Taking the bus is the travel method of choice in Peru; buses go in almost every direction. You can book yourself onto everything from a bus with seats that recline until fully horizontal and hostesses to bring you dinner, to a squashed-in place in the back of a pick-up truck, depending on your budget.
The crème de la crème of coach companies in Peru is Cruz del Sur (tel: +51 ) 311 5050; www.cruzdelsur.com.pe). It’s the most expensive, but you get a nice meal and a good night’s sleep. Other coach companies are Flores (tel: +51 1 332 1212; www.floreshnos.pe), Linea (tel: +51 1 424 0836; www.transporteslinea.com.pe) and MovilTours (tel: +51 1 716 8000; www.moviltours.com.pe). Otherwise just turn up at a bus station or ask around.
The minimum driving age is 18. Seatbelts should be worn both in the front and back of a car, and also on coaches (though most people don’t bother).
Theoretically, the speed limit is 100kph (62mph) on highways, 80kph (50mph) on other major roads and 30-60kph (19-37mph) in built-up areas. No one in Peru follows this though, driving as fast as possible.
There is no countrywide emergency breakdown number. Ensure that your car hire agreement includes towing services if you break down.
You can drive for six months on a national driving licence and up to a year on an International Driving Licence. After that, you need a Peruvian licence. You can obtain permits in Peru through the Touring y Automóvil Club del Perú (www.touringperu.com.pe). All foreign vehicles must have documentation from their own national automobile association or you can obtain it on the Peruvian border before entering the country. Always carry your driving licence, a copy of your passport and, if the vehicle is hired, a copy of the rental contract.
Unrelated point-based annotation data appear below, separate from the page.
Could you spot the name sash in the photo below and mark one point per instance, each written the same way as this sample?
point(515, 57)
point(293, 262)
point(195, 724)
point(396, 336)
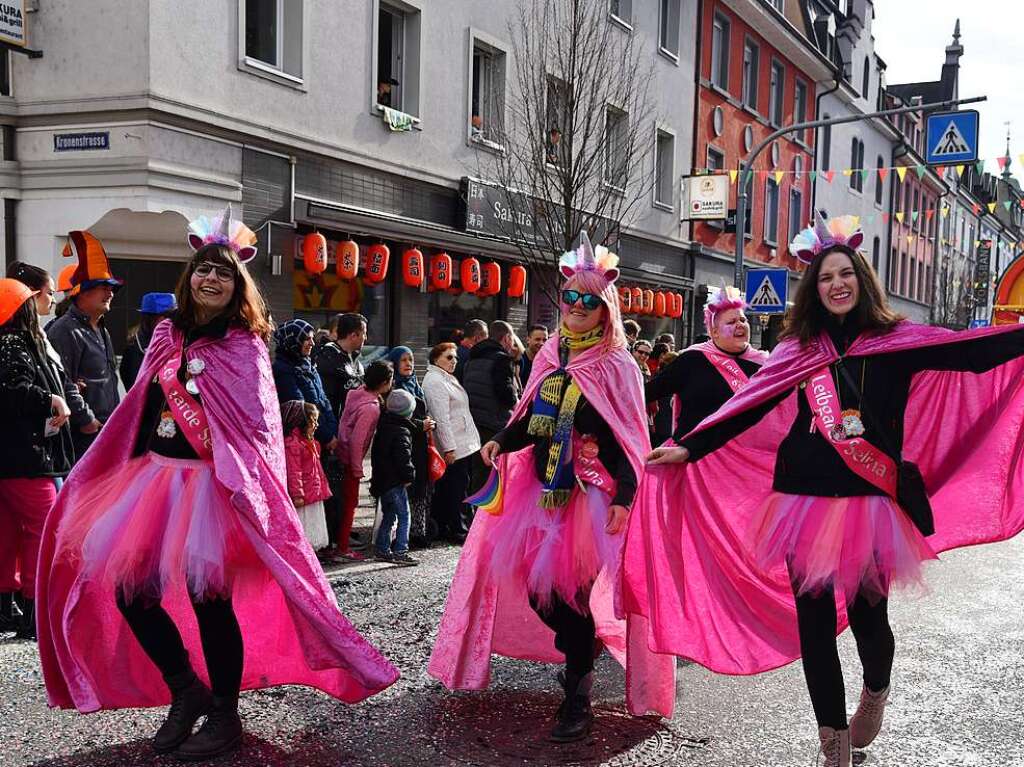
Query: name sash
point(187, 413)
point(861, 457)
Public transport in Lima is provided by conventional buses and by minibuses (combis), though they are overcrowded, sometimes dangerous and not particularly useful for tourists. These operate from 0600 to 0000 on established routes; wherever possible, try to avoid using bus travel late at night. Lima also has a small, efficient metro system.
Peru Rail (tel: +51 84 581 414; www.perurail.com) runs comfortable tourist trains between Puno and Cusco and between Cusco and Machu Picchu. Ferrocarril Central Andino (tel: +51 1226 6363; www.ferrocarrilcentral.com.pe) runs a twice-monthly tourist service on renovated trains between Lima and Huáncayo (April to November only). This spectacular route is the second highest railway in the world (the highest being in Tibet).
Transportation is available between Pucallpa and Iquitos (journey time - 4 to 7 days), Yurimaguas and Iquitos (journey time - 2 to 3 days) and from Iquitos to the border with Brazil and Colombia (journey time - 2 to 3 days). However, river travel can be long and uncomfortable and apart from main routes, service is sporadic.